Frigyes
Karinthy : Nouvelles parues dans la presse
C’est en forgeant qu’on devient dilettante
Loi et
convention
Canicule 1937
Mais
non, écoute, je ne suis pas à tout prix un fervent de la pensée paradoxale. Je
ne sais que trop bien qu’il est facile et bon marché de fabriquer des
aphorismes plaisants, simplement en retournant un dicton connu, conventionnel,
faisant étinceler un instant le revers d’une thèse connue de sagesse, à la
manière de l’envers d’une feuille de tremble flottant au soleil, pour que tout
le monde rie de surprise : tiens, ceci est vrai même à l’envers. Ce n’est
pas une blague. Celui qui s’y connaît un peu dans le monde des contenus et des
formes (pensée et dialectique), n’ignore pas que de telles sagesses, nous
pouvons en fabriquer mécaniquement, par centaines, les yeux fermés, mettant
chaque fois dans le mille, comme si on avait visé le cœur même de la vérité.
C’est un jeu infantile, une joie vaniteuse pour les penseurs débutants, celle
de ceux des hommes qualifiés de spirituels dans les époques pleines d’esprit
(dix-huitième siècle et milieu du dix-neuvième), quand on vient, étonné, à la
découverte superficielle que j’ai décrite ainsi, adolescent, dans mon carnet :
« de toute vérité il existe plus vrai encore : son contraire ».
Plus tard j’ai rencontré de nouveau cette découverte, mais sous une forme plus
pédante, car la psychologie en a forgé une théorie et l’a introduite dans la
terminologie scientifique sous le terme artificiel "d’ambivalence",
en prétendant que notre vie passionnelle et par conséquent notre vision
expriment le même courant dans des extrêmes positifs et négatifs :
l’affection est une manifestation de la haine et inversement (« odi et amo »),
l’amour-propre est la compensation du sentiment d’infériorité, de nécessité
naît vertu et du superflu le crime.
En possession de suffisamment d’expérience
de la vie on commence à sentir comme passablement banal et vulgaire la douteuse
originalité de vouloir être différent des autres. On se rend compte que tous
ceux qui l’ambitionnent peuvent y parvenir, et l’on s’essaye plutôt à une tâche
plus difficile : être semblable aux
autres. On commence à s’intéresser davantage au peu dans lequel nous leur
ressemblons, plutôt qu’au beaucoup par lesquels nous en différons. C’est ainsi
que se crée une règle à suivre plus vraie et plus profonde que la loi : le
noble rituel.
Toutefois cela ne signifie pas rompre avec
les paradoxes. Au contraire. Je reste persuadé qu’il n’y a qu’une seule façon
de repêcher l’unique boule blanche de la vérité pure parmi la multitude de
boules noires : or cette façon ne se trouve pas parmi les proverbes, je
dirais même qu’elle les contredit tous. C’est ainsi que naissent toutes les
découvertes. Parmi tous les envers mécaniques on en trouve quelquefois un
vivant qui coupe dans le vif et ouvre en même temps une fenêtre. J’ai déjà
souvent cité un des "revers" heureux de mon penseur paradoxal favori
Chesterton. Le voici : le fou est celui qui a tout perdu sauf son esprit.

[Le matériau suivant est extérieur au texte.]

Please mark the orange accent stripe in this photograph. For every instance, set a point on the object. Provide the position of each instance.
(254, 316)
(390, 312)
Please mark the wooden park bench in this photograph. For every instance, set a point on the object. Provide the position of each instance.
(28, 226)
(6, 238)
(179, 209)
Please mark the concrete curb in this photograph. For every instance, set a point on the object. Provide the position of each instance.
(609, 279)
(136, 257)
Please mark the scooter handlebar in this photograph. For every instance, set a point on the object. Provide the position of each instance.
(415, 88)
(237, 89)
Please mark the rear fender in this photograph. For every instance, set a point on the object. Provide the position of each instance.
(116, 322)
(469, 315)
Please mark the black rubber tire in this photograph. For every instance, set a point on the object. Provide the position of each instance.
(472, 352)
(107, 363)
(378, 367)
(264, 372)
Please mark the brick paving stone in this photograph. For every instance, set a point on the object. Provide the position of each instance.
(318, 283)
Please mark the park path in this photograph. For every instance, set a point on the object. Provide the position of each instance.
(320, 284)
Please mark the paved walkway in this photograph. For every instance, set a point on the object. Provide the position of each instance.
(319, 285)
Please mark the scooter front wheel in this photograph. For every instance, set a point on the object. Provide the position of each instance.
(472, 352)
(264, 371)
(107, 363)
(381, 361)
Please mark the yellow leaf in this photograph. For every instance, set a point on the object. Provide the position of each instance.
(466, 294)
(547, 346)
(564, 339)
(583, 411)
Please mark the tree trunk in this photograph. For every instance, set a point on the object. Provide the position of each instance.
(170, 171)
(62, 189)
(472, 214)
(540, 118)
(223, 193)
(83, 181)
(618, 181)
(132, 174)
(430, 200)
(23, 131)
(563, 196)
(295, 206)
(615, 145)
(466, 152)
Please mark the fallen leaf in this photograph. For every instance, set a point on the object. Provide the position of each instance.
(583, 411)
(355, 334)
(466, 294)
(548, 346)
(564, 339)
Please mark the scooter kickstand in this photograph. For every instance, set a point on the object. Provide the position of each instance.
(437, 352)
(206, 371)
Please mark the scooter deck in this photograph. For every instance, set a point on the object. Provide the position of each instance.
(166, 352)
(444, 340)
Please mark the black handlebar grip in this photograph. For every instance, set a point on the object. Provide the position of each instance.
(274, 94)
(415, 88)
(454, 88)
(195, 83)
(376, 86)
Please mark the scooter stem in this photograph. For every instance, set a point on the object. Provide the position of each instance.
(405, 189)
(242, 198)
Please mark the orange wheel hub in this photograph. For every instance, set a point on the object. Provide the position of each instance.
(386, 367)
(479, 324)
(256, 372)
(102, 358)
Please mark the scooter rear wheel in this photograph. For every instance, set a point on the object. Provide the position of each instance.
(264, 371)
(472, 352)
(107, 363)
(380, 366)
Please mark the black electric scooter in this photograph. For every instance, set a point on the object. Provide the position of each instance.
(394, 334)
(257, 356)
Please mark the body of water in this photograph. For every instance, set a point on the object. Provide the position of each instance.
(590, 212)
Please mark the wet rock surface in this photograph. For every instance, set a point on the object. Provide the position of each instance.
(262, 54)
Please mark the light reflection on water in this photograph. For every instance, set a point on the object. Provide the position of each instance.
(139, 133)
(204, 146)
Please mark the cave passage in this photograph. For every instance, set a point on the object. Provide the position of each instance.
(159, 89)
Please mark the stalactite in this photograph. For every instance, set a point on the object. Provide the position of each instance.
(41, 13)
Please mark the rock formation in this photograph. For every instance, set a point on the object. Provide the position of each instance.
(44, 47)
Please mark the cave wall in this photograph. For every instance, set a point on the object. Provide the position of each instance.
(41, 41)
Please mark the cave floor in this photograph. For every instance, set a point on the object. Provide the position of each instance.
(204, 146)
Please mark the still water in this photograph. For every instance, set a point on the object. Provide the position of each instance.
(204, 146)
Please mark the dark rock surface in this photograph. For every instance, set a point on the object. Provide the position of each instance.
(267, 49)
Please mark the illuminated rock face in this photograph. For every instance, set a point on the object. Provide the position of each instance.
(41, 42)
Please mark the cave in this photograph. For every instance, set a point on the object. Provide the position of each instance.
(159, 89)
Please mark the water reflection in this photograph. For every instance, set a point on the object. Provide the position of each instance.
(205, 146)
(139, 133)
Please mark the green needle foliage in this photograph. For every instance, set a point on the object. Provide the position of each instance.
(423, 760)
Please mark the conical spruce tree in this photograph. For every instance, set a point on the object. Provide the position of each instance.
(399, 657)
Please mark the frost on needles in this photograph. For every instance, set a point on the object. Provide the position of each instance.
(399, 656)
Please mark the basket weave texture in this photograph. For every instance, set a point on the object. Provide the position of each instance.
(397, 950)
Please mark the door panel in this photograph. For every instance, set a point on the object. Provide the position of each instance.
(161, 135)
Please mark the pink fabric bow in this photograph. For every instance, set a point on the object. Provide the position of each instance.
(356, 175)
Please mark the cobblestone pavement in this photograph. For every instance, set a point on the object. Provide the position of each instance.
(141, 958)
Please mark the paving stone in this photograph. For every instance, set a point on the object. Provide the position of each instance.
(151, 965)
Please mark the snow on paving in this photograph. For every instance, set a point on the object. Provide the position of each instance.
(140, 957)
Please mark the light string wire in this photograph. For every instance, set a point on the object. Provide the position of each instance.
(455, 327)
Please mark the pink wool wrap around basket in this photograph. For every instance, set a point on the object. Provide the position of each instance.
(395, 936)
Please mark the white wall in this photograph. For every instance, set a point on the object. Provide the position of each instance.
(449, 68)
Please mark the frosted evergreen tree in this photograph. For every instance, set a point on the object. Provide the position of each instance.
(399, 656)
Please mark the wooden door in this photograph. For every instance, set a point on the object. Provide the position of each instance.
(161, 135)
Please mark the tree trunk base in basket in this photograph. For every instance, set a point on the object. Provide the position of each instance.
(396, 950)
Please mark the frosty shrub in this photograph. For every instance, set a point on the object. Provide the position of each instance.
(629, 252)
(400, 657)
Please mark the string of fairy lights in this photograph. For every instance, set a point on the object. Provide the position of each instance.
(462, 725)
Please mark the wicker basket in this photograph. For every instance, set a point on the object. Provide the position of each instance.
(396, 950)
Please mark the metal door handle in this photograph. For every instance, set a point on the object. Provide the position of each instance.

Si nous pensons jusqu’au bout cette thèse paraissant habile mais en réalité
profondément spirituelle et sérieuse, elle s’avère être vraie sans défaut, et
surtout : elle est infiniment plus
vraie que son contraire, la thèse conventionnelle, par conséquent elle dément
avec bonheur l’enseignement stérile de l’ambiguïté. Pour être immodeste, j’ai
trouvé un heureux paradoxe dans mes propres écrits également. J’ai tout
simplement retourné sur la tête une définition paraissant naturelle lors de
l’éclatement de la guerre mondiale, et elle s’est avérée encore plus vraie
ainsi. J’avais dit : « on parle de guerre lorsque c’est aux civils de
défendre l’armée ». Toutes les statistiques et tous les fonctionnaires
peuvent prouver que c’était et cela sera toujours ainsi.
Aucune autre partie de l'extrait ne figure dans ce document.